Für seinen Ausfall im ersten Lauf in Aragon konnte der Engländer aber nichts. Bei einem Kontakt mit einem Rivalien blieb das Winglets des anderen Motorrades bei der Marc VDS-Ducati zwischen Reifen und Schwinge stecken. Durch die Bremswirkung auf das Hinterrad flog Lowes beim Einlenken in Kurve 5 mit einem Highsider ab. Beim Aufprall fiel der Supersport-Weltmeister von 2013 wie in Most auf die linke Schulter. Weil das Gelenk in seiner Beweglichkeit eingeschränkt war, erhielt Lowes nach dem Warm-up am Sonntag Startverbot.

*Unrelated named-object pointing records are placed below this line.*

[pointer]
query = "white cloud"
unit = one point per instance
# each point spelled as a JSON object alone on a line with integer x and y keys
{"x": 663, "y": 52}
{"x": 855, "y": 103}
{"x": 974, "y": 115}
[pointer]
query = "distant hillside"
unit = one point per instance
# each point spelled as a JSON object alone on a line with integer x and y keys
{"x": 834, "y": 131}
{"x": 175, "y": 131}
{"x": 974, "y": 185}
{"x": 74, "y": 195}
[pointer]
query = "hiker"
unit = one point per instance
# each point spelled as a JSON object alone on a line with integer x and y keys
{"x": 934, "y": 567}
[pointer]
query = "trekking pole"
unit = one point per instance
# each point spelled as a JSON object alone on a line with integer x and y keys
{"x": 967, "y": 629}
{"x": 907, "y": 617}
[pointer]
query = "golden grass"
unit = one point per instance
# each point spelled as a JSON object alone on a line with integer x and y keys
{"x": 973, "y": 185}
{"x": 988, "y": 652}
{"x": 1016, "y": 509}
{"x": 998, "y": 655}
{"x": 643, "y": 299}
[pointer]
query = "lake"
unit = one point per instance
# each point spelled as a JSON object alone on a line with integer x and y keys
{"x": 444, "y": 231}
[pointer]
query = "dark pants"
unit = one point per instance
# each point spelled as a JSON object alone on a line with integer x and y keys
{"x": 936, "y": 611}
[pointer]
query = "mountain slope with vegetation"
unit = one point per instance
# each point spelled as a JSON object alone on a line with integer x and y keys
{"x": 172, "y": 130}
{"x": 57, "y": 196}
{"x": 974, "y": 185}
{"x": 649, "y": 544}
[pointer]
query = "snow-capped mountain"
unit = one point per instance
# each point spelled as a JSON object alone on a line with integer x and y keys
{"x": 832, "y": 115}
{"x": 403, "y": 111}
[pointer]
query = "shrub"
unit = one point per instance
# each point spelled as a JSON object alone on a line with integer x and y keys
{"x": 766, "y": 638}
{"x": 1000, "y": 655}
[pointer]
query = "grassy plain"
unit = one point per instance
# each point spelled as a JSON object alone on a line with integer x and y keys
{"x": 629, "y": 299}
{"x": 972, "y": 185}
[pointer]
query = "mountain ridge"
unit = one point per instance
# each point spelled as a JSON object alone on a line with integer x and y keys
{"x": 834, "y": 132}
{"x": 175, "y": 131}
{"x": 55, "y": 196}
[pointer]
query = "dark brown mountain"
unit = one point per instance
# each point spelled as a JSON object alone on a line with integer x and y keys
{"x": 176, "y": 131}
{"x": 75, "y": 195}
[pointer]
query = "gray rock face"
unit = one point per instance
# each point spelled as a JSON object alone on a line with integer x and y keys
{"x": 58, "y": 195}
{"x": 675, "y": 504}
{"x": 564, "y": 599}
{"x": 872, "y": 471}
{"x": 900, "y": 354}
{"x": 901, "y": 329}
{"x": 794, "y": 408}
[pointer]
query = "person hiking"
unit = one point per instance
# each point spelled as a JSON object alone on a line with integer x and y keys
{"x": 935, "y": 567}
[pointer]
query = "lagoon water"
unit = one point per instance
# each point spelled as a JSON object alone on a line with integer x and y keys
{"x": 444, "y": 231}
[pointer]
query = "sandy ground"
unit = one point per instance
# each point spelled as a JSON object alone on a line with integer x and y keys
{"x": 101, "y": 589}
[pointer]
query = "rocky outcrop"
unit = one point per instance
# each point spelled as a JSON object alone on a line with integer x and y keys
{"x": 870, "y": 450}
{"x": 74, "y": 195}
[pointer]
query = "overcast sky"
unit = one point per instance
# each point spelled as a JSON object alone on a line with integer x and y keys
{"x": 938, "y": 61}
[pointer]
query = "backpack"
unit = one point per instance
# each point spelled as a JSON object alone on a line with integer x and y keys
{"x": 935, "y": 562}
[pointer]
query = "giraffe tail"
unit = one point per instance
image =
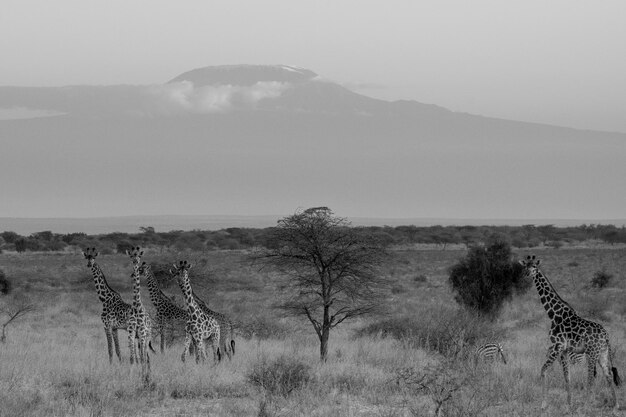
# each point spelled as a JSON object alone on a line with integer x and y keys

Bis zum vorletzten Saisonmeeting in Portugal wird der Familienvater wieder fit sein. "Ich werde für Estoril bereit sein", ließ Lowes bereits wissen. "Der Vorfall fasst ein wenig zusammen, wie es im Moment für uns läuft. Das ist Sport und jeder hat Höhen und Tiefen, aber ich freue mich auf Estori und habe das Glück, ein großartiges Team mit vielen guten Leute zu haben! Ich habe in Aragon dennoch einen Schritt gemacht, wir kommen näher!"
Übrigens: Das Motorrad, von dem das besagte Winglets stammt, war wohl die Yamaha R1 von Jonathan Rea. In der Wiederholung ist ein Kontakt zwischen dem Rekordweltmeister und dem SBK-Rookie erkennbar.